# Light upgrade for PowerMax 826 OE?



## [email protected] (Nov 23, 2014)

New member here -- in the process of my first home purchase and looking to purchase a new PowerMax 826 OE in the next couple weeks. I was wondering if anybody could comment on installing a light kit on this model? I know the 826 OTE comes with a light standard, and I would assume the 826 OE would still have the same circuit, but wanted to know for sure. 

Came across the sticky by superedge88 and was thinking it'd be better to install a LED light on the 826 OE rather than pay the extra $100 for the OTE model and still be stuck with the halogen bulb.

Thanks!


----------



## UNDERTAKER (Dec 30, 2013)

as far as I know all of the TORO'S run the halogen bulb in all of them. the led is a do it yourself thing.

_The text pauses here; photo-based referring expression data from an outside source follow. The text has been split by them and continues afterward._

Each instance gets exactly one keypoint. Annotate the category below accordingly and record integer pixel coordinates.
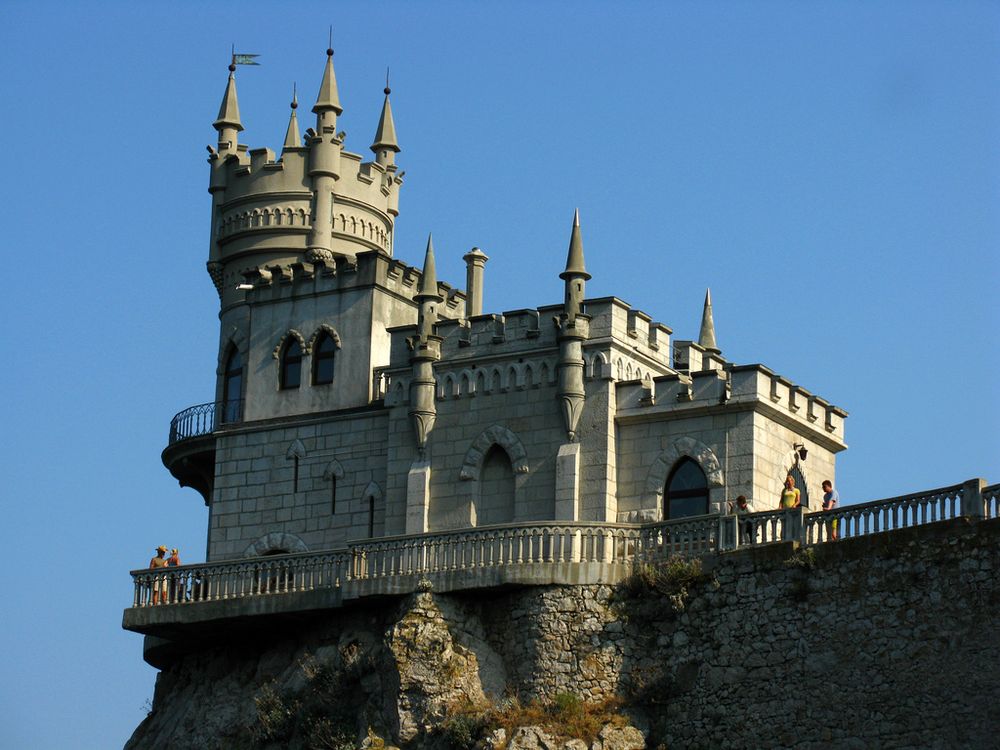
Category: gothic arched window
(686, 492)
(232, 386)
(291, 365)
(324, 351)
(496, 489)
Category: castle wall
(255, 491)
(883, 641)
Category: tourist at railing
(176, 587)
(831, 498)
(790, 496)
(159, 583)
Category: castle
(359, 397)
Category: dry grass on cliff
(565, 717)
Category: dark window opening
(323, 356)
(686, 492)
(232, 386)
(291, 365)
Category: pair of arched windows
(323, 356)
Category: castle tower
(573, 331)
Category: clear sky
(830, 170)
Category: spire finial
(706, 337)
(328, 99)
(574, 258)
(428, 281)
(292, 137)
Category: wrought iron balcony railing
(204, 419)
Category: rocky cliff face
(882, 642)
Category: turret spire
(428, 282)
(328, 99)
(292, 137)
(385, 145)
(706, 338)
(574, 258)
(228, 123)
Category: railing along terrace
(204, 419)
(884, 515)
(553, 543)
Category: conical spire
(574, 258)
(706, 338)
(428, 282)
(385, 136)
(292, 137)
(229, 111)
(328, 99)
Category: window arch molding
(686, 447)
(276, 540)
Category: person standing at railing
(742, 508)
(831, 498)
(159, 582)
(790, 495)
(176, 592)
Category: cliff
(881, 641)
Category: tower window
(324, 352)
(686, 491)
(232, 386)
(291, 366)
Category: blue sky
(830, 170)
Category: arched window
(686, 492)
(232, 386)
(324, 351)
(496, 489)
(291, 365)
(800, 485)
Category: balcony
(190, 451)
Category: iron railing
(470, 552)
(204, 419)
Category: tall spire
(706, 338)
(385, 135)
(328, 99)
(292, 137)
(574, 258)
(229, 111)
(428, 281)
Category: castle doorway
(496, 489)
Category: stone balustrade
(610, 549)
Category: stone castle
(360, 397)
(424, 517)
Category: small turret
(228, 122)
(324, 165)
(292, 137)
(706, 338)
(574, 329)
(426, 348)
(575, 274)
(385, 146)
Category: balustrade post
(972, 498)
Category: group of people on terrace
(790, 497)
(165, 588)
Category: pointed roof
(328, 98)
(574, 258)
(428, 281)
(706, 338)
(385, 136)
(229, 111)
(292, 137)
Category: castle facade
(358, 396)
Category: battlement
(752, 385)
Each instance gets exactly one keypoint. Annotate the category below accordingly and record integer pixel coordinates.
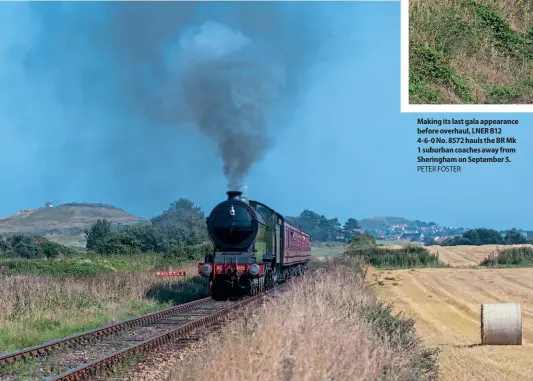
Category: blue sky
(90, 111)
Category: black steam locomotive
(254, 247)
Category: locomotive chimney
(234, 195)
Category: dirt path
(446, 306)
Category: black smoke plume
(228, 88)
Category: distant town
(418, 231)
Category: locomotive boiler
(254, 248)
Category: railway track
(98, 333)
(97, 352)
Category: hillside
(470, 51)
(67, 219)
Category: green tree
(96, 233)
(514, 237)
(350, 229)
(429, 241)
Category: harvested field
(459, 256)
(446, 306)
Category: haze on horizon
(92, 110)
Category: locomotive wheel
(218, 294)
(254, 287)
(262, 284)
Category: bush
(407, 256)
(514, 256)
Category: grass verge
(329, 326)
(511, 257)
(404, 257)
(470, 51)
(36, 309)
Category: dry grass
(327, 327)
(488, 65)
(445, 304)
(35, 309)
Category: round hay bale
(501, 324)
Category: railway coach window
(264, 211)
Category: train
(255, 248)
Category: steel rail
(106, 363)
(85, 337)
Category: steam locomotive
(254, 248)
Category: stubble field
(446, 302)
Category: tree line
(483, 236)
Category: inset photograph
(471, 52)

ALOHA to the forms.


----------



## [email protected] (Nov 23, 2014)

POWERSHIFT93 said:


> as far as I know all of the TORO'S run the halogen bulb in all of them. the led is a do it yourself thing. ALOHA to the forms.


Right, but does the connector for the wire harness (going to the light) exist on the OE model as well? I'd be fine installing a LED setup, just as long as I can easily tap into the circuitry. 

Thanks for the help


----------



## UNDERTAKER (Dec 30, 2013)

no the oe line does not have a light set up standard. does not even look like an option .


----------